Apart from the previously-stated design goals of running without root as well as on old kernels, there are some cool things you can do with a ptrace(2) sandbox that you simply can't with anything else.

Redirect open(2) syscalls. Some programming contests require you to read from files, while others from standard input. It'd be nice if you only had to implement one of the above and support all problems — with a ptrace(2) sandbox, you can: simply override the open(2) syscall and return the file descriptor of standard input/output, as necessary. Sure, your users won't be able to fseek(3), but that's not a concern for legitimate problems.

`ptrace(2)` Sandboxing: in Hindsight

Is ptrace(2) the best choice for an arbitrary online judge? Maybe not. It's definitely better than a setuid(3) hack or chroot(1) maintainability nightmare, but cgroups(7) are a promising alternative if requiring root and new kernels is not a concern. It's what virtualization products like Docker use, and they're pretty powerful.

Is the difference between ptrace(2) and cgroups(7) big enough to consider switching from one to another? Probably not.

Bonus: Compilers Need to be Sandboxed Too!

I always start with this one whenever someone asks about "something cool" about online judging, but here I've put it at the end as a reward for reading this far ;)

It's a really bad idea to consider that compilers are sensible programs that will run without issues on any given input. That's blatantly false, and a bad compiler implementation can cripple your judge. Below are my top 3 favourite issues I've encountered. The fun part is that you can submit these (at your own discretion) to existing online judges, and many of them don't behave… nicely when given them as input.

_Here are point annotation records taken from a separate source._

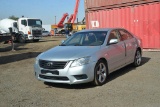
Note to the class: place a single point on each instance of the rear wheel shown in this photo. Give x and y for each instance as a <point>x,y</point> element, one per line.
<point>137,59</point>
<point>101,73</point>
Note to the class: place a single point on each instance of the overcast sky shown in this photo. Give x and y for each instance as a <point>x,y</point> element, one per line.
<point>46,10</point>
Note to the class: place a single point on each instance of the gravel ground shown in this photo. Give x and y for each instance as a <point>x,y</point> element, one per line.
<point>127,87</point>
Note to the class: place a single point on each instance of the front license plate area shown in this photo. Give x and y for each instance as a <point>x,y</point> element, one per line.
<point>48,71</point>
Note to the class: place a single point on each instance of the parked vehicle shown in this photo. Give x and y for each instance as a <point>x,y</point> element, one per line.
<point>46,33</point>
<point>24,29</point>
<point>89,56</point>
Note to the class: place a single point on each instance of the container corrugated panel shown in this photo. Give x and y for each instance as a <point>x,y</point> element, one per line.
<point>90,4</point>
<point>142,20</point>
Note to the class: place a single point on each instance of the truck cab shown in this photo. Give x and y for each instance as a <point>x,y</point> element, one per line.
<point>29,29</point>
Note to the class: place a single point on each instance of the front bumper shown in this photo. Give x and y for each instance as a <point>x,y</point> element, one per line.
<point>31,37</point>
<point>68,75</point>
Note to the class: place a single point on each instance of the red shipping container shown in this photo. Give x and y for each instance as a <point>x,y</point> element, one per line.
<point>143,20</point>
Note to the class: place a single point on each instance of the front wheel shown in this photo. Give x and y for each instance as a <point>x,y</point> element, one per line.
<point>101,73</point>
<point>137,59</point>
<point>21,39</point>
<point>35,40</point>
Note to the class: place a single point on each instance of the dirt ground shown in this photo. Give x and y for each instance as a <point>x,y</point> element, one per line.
<point>127,87</point>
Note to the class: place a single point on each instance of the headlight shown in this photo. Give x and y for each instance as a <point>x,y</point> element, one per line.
<point>81,61</point>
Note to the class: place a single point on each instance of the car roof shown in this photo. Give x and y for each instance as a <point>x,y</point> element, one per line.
<point>99,29</point>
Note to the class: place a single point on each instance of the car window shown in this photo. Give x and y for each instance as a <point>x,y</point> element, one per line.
<point>114,35</point>
<point>125,35</point>
<point>94,38</point>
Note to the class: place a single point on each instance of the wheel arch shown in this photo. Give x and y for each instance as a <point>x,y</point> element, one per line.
<point>106,62</point>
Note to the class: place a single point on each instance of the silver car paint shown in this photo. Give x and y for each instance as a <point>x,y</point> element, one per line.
<point>116,56</point>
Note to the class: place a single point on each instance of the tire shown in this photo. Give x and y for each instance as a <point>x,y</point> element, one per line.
<point>137,58</point>
<point>100,73</point>
<point>35,40</point>
<point>21,39</point>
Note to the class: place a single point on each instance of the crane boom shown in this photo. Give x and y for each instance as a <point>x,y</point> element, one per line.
<point>70,19</point>
<point>75,11</point>
<point>60,24</point>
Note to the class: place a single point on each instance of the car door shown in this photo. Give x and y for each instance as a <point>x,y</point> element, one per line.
<point>115,51</point>
<point>130,44</point>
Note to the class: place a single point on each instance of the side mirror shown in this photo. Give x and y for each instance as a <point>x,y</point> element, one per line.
<point>113,41</point>
<point>62,41</point>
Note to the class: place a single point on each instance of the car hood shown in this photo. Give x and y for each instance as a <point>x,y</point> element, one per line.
<point>65,53</point>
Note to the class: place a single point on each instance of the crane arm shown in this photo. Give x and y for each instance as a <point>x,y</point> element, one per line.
<point>75,11</point>
<point>60,24</point>
<point>70,19</point>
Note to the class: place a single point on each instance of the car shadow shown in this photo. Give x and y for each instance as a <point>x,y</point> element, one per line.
<point>111,77</point>
<point>9,47</point>
<point>41,41</point>
<point>18,57</point>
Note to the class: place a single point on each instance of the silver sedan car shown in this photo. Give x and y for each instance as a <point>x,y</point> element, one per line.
<point>89,56</point>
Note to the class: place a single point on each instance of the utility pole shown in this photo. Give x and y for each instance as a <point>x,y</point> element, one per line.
<point>55,20</point>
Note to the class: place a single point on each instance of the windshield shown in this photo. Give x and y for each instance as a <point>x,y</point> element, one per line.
<point>94,38</point>
<point>34,22</point>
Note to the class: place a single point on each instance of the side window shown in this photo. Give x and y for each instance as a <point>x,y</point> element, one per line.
<point>125,35</point>
<point>24,22</point>
<point>114,36</point>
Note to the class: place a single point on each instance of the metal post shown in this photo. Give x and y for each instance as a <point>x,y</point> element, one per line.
<point>12,38</point>
<point>55,20</point>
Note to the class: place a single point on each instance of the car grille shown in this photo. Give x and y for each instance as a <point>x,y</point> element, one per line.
<point>36,32</point>
<point>54,77</point>
<point>52,64</point>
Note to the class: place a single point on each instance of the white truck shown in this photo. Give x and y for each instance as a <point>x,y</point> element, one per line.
<point>24,29</point>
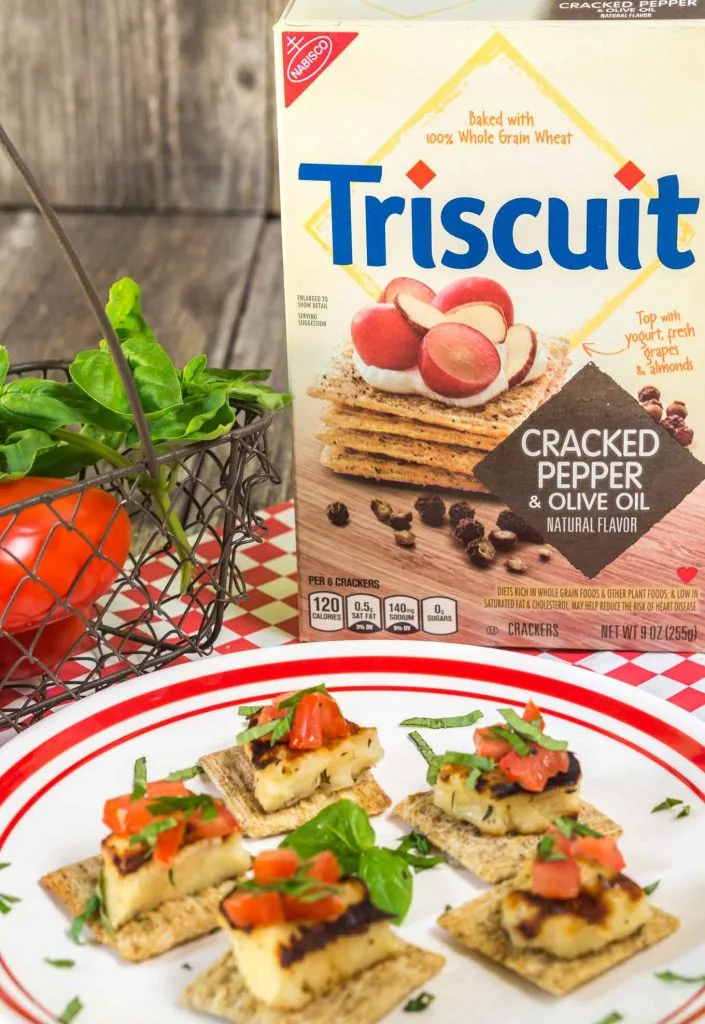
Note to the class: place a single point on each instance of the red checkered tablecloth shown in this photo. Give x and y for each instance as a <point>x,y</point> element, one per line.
<point>267,617</point>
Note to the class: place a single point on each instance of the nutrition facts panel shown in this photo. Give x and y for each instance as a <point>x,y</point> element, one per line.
<point>399,615</point>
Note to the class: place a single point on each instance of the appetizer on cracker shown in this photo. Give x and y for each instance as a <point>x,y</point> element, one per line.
<point>296,755</point>
<point>485,806</point>
<point>569,914</point>
<point>308,935</point>
<point>161,871</point>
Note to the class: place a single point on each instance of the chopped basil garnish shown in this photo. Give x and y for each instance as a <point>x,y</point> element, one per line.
<point>419,1004</point>
<point>698,979</point>
<point>546,850</point>
<point>531,731</point>
<point>71,1011</point>
<point>184,773</point>
<point>139,779</point>
<point>459,722</point>
<point>666,804</point>
<point>571,826</point>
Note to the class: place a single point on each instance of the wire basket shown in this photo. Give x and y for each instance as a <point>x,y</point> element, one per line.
<point>168,597</point>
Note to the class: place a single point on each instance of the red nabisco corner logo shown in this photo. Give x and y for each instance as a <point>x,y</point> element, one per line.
<point>306,54</point>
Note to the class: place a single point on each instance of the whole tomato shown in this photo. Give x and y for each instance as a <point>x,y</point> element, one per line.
<point>70,548</point>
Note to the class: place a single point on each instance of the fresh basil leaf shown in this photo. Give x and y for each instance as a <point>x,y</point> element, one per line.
<point>666,804</point>
<point>183,774</point>
<point>139,779</point>
<point>419,1003</point>
<point>388,881</point>
<point>458,722</point>
<point>4,364</point>
<point>96,375</point>
<point>125,312</point>
<point>342,827</point>
<point>155,375</point>
<point>71,1011</point>
<point>531,731</point>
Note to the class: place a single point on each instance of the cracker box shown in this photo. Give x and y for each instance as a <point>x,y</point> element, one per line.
<point>496,318</point>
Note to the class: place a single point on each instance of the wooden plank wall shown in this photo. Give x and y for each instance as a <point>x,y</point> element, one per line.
<point>141,104</point>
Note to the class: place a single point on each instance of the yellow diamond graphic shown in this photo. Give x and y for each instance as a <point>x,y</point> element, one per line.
<point>427,12</point>
<point>496,47</point>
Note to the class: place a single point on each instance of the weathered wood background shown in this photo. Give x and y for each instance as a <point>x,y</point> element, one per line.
<point>151,125</point>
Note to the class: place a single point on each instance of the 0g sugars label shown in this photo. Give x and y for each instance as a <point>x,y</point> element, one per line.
<point>591,471</point>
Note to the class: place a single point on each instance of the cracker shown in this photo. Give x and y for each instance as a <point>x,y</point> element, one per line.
<point>347,418</point>
<point>492,858</point>
<point>230,770</point>
<point>479,926</point>
<point>495,421</point>
<point>362,999</point>
<point>152,933</point>
<point>452,458</point>
<point>378,467</point>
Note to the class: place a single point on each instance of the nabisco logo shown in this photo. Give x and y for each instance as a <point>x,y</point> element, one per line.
<point>308,58</point>
<point>306,54</point>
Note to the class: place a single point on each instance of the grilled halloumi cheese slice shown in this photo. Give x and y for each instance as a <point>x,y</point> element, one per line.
<point>499,807</point>
<point>287,966</point>
<point>281,776</point>
<point>133,883</point>
<point>609,907</point>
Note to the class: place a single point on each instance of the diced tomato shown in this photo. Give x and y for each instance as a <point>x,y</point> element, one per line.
<point>327,908</point>
<point>168,843</point>
<point>555,879</point>
<point>124,816</point>
<point>490,747</point>
<point>273,864</point>
<point>603,850</point>
<point>533,770</point>
<point>253,909</point>
<point>325,868</point>
<point>531,713</point>
<point>223,824</point>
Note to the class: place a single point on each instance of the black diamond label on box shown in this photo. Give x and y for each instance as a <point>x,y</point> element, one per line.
<point>591,471</point>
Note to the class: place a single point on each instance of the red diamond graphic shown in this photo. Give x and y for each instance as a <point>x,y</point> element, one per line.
<point>421,174</point>
<point>629,175</point>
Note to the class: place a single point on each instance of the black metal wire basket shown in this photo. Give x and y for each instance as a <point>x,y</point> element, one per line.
<point>169,595</point>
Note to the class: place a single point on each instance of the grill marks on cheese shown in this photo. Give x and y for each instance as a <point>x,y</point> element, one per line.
<point>609,907</point>
<point>498,807</point>
<point>281,776</point>
<point>287,966</point>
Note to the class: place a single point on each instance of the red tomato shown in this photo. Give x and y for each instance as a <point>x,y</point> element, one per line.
<point>317,720</point>
<point>325,868</point>
<point>47,647</point>
<point>603,850</point>
<point>490,747</point>
<point>252,909</point>
<point>327,908</point>
<point>124,816</point>
<point>555,879</point>
<point>223,824</point>
<point>273,864</point>
<point>168,843</point>
<point>533,771</point>
<point>79,561</point>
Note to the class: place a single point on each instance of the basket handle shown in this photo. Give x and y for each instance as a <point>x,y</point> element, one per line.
<point>56,228</point>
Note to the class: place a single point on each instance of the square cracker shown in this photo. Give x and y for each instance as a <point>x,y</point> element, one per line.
<point>149,935</point>
<point>492,858</point>
<point>479,926</point>
<point>362,999</point>
<point>230,771</point>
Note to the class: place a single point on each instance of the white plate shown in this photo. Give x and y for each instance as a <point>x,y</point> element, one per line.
<point>635,751</point>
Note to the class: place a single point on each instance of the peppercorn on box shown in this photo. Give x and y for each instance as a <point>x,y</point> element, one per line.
<point>496,318</point>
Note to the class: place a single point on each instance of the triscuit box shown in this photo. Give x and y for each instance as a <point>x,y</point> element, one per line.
<point>496,318</point>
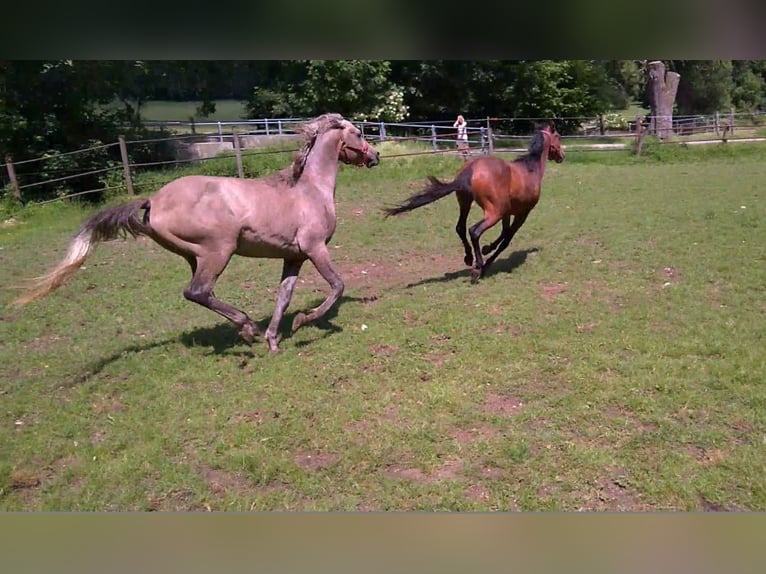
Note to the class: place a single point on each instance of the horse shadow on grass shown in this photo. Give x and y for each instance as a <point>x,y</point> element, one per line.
<point>506,265</point>
<point>223,338</point>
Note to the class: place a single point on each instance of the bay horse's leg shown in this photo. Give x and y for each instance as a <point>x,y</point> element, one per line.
<point>206,271</point>
<point>476,230</point>
<point>320,257</point>
<point>508,234</point>
<point>290,270</point>
<point>464,200</point>
<point>490,247</point>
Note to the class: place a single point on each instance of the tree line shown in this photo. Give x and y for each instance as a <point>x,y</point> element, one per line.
<point>53,106</point>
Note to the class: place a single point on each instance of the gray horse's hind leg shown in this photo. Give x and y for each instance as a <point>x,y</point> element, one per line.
<point>206,271</point>
<point>320,257</point>
<point>290,270</point>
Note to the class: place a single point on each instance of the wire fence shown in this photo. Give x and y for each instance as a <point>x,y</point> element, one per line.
<point>244,138</point>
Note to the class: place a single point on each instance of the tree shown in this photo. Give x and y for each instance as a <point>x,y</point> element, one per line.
<point>707,85</point>
<point>662,86</point>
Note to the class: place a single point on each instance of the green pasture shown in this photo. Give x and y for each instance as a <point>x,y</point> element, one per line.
<point>164,110</point>
<point>612,360</point>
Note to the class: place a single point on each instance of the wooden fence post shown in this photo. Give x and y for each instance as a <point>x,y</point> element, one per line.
<point>126,164</point>
<point>640,133</point>
<point>238,152</point>
<point>12,177</point>
<point>490,139</point>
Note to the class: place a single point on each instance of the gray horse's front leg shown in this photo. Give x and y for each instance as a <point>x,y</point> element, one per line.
<point>290,270</point>
<point>320,257</point>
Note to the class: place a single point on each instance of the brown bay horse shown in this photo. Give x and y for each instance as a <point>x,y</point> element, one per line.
<point>501,188</point>
<point>206,220</point>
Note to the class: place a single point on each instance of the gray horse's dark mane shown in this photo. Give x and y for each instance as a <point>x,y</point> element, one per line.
<point>310,131</point>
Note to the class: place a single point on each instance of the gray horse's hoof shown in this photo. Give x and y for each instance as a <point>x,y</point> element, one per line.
<point>248,332</point>
<point>299,320</point>
<point>273,343</point>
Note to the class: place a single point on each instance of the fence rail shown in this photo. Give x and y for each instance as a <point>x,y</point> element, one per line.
<point>484,137</point>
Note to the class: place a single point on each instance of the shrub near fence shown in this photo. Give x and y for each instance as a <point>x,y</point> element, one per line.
<point>109,168</point>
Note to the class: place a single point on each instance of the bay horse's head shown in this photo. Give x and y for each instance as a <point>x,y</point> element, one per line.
<point>555,152</point>
<point>354,149</point>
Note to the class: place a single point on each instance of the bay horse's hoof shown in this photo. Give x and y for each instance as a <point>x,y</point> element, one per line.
<point>248,332</point>
<point>298,322</point>
<point>274,345</point>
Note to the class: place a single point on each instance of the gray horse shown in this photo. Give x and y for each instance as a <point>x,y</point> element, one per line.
<point>289,215</point>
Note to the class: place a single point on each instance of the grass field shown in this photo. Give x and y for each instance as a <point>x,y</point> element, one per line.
<point>161,110</point>
<point>613,359</point>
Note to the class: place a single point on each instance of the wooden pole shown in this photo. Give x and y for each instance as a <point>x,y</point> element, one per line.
<point>126,164</point>
<point>238,153</point>
<point>640,133</point>
<point>490,141</point>
<point>12,177</point>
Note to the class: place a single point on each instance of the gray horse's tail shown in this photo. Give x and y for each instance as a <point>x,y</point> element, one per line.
<point>107,224</point>
<point>436,189</point>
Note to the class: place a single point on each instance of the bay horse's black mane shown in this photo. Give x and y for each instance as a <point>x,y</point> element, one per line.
<point>535,151</point>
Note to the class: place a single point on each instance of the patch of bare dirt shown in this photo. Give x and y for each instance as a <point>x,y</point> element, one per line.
<point>313,461</point>
<point>477,493</point>
<point>383,350</point>
<point>45,343</point>
<point>706,457</point>
<point>467,436</point>
<point>670,273</point>
<point>504,405</point>
<point>107,405</point>
<point>669,276</point>
<point>585,327</point>
<point>22,478</point>
<point>710,506</point>
<point>221,482</point>
<point>450,469</point>
<point>550,291</point>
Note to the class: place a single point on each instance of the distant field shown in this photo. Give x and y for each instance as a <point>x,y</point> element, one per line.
<point>182,111</point>
<point>613,360</point>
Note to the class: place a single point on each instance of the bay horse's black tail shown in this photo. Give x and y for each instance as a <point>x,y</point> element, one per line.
<point>107,224</point>
<point>436,189</point>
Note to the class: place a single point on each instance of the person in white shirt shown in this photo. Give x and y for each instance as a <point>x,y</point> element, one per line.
<point>462,136</point>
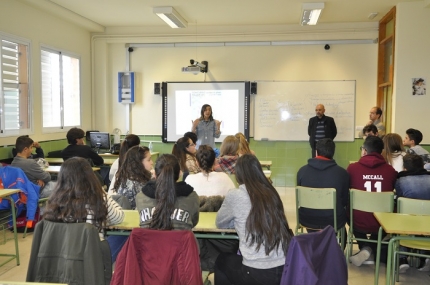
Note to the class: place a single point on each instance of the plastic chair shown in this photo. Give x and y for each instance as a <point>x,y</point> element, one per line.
<point>318,198</point>
<point>416,207</point>
<point>368,202</point>
<point>39,203</point>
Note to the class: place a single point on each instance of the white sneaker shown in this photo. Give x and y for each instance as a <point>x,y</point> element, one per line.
<point>370,260</point>
<point>361,256</point>
<point>426,266</point>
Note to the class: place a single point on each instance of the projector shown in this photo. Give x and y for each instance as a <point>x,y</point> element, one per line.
<point>191,69</point>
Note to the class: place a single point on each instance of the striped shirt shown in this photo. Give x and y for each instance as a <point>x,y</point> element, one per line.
<point>115,213</point>
<point>320,132</point>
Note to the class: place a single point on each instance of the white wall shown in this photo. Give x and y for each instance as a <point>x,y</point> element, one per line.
<point>283,63</point>
<point>40,28</point>
<point>412,59</point>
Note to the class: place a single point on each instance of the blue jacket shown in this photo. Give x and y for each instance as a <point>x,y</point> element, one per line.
<point>414,185</point>
<point>14,178</point>
<point>315,259</point>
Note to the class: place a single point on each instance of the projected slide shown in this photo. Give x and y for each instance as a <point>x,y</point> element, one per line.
<point>182,103</point>
<point>189,103</point>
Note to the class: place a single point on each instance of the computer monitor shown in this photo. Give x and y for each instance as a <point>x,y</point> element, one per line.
<point>100,140</point>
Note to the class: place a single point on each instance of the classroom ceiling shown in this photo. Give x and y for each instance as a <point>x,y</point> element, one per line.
<point>123,13</point>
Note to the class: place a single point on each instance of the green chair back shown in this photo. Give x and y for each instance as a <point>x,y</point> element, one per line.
<point>315,198</point>
<point>413,206</point>
<point>371,201</point>
<point>367,202</point>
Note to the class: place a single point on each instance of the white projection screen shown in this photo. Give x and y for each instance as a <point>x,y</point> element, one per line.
<point>182,103</point>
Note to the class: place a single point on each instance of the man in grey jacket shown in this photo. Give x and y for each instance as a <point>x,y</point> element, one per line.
<point>33,171</point>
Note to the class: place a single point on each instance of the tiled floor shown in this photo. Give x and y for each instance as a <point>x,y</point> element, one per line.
<point>357,275</point>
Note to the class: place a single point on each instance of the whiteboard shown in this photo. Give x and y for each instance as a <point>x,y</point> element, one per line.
<point>282,109</point>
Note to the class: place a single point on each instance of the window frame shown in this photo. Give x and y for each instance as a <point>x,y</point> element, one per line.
<point>30,129</point>
<point>61,52</point>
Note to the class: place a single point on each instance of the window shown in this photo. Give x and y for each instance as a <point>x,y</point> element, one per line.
<point>15,99</point>
<point>61,95</point>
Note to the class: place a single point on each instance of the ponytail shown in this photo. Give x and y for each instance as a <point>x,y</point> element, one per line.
<point>167,171</point>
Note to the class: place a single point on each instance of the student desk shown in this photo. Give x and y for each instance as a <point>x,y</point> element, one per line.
<point>205,228</point>
<point>59,161</point>
<point>399,224</point>
<point>56,168</point>
<point>28,283</point>
<point>6,194</point>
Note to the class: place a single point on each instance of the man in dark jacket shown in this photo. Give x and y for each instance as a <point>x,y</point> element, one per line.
<point>372,174</point>
<point>323,172</point>
<point>320,127</point>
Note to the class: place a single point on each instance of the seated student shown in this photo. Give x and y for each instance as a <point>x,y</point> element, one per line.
<point>243,145</point>
<point>255,210</point>
<point>39,151</point>
<point>394,151</point>
<point>228,156</point>
<point>370,130</point>
<point>128,142</point>
<point>211,187</point>
<point>208,182</point>
<point>165,204</point>
<point>323,172</point>
<point>33,171</point>
<point>413,183</point>
<point>185,151</point>
<point>133,174</point>
<point>412,140</point>
<point>373,174</point>
<point>79,198</point>
<point>76,147</point>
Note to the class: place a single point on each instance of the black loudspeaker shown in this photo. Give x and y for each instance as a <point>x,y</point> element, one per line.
<point>157,88</point>
<point>253,87</point>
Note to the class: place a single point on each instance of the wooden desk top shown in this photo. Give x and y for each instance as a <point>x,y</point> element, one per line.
<point>394,223</point>
<point>206,222</point>
<point>7,192</point>
<point>56,168</point>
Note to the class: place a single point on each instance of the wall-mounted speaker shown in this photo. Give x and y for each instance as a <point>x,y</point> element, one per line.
<point>253,87</point>
<point>157,88</point>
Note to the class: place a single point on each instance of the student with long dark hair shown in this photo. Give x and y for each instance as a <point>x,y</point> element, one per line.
<point>79,197</point>
<point>165,204</point>
<point>228,157</point>
<point>255,210</point>
<point>185,151</point>
<point>133,174</point>
<point>128,142</point>
<point>208,182</point>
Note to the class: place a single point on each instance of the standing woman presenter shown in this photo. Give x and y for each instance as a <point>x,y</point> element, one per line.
<point>206,128</point>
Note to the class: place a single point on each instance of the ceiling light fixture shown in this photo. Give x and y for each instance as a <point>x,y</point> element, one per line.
<point>310,13</point>
<point>171,17</point>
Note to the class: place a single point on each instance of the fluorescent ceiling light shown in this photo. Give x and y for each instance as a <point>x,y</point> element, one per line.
<point>247,44</point>
<point>170,16</point>
<point>310,13</point>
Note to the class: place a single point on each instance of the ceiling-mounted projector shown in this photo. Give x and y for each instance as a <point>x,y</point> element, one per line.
<point>196,67</point>
<point>191,69</point>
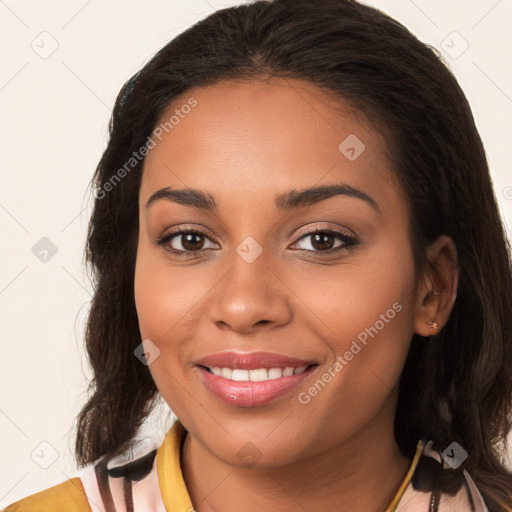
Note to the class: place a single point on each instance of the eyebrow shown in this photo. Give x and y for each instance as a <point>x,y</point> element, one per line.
<point>287,201</point>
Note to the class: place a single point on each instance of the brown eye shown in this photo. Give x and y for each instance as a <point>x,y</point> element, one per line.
<point>185,241</point>
<point>326,241</point>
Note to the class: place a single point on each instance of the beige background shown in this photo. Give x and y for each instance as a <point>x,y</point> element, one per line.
<point>55,110</point>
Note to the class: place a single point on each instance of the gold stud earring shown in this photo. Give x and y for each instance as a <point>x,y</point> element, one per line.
<point>433,326</point>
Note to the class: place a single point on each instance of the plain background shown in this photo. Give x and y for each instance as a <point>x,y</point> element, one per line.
<point>55,110</point>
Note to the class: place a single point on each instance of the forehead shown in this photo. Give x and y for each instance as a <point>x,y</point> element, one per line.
<point>271,135</point>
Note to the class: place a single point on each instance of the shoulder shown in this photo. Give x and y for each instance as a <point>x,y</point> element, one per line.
<point>68,495</point>
<point>424,490</point>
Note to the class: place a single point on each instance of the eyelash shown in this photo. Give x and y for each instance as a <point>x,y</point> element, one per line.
<point>348,241</point>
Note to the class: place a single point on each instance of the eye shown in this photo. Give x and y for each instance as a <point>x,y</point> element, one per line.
<point>326,241</point>
<point>185,241</point>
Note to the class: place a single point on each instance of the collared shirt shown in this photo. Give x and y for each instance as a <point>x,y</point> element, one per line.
<point>154,482</point>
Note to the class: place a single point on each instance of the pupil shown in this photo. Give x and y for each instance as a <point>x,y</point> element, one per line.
<point>322,241</point>
<point>188,242</point>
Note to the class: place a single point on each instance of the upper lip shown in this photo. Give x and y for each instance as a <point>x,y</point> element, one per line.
<point>251,360</point>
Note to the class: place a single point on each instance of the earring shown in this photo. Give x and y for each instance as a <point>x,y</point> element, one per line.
<point>433,326</point>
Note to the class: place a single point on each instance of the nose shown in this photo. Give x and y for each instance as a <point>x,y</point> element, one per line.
<point>249,297</point>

Ah, the good ol' endless compile

Target: any gcc compiler

#include "/dev/random"

int main() {
    return 0;
}

Linear compile times

Target: any gcc compiler; bug tracker link

#include <bitset>
#include <climits>

std::bitset<UINT_MAX> justAVar;

int main()
{
   return 0;
}

OpenJDK 7 JVM bug

This one takes a bit more reading to understand, but it pays off. Here's the relevant DMOJ ticket as well as the associated IcedTea bug report filed.

Conclusion

Well, I hope you've enjoyed reading this far. Perhaps you've even learned something new! There's a lot more that goes into an online judge, and if time allows I'll be following up this post with more on the topic.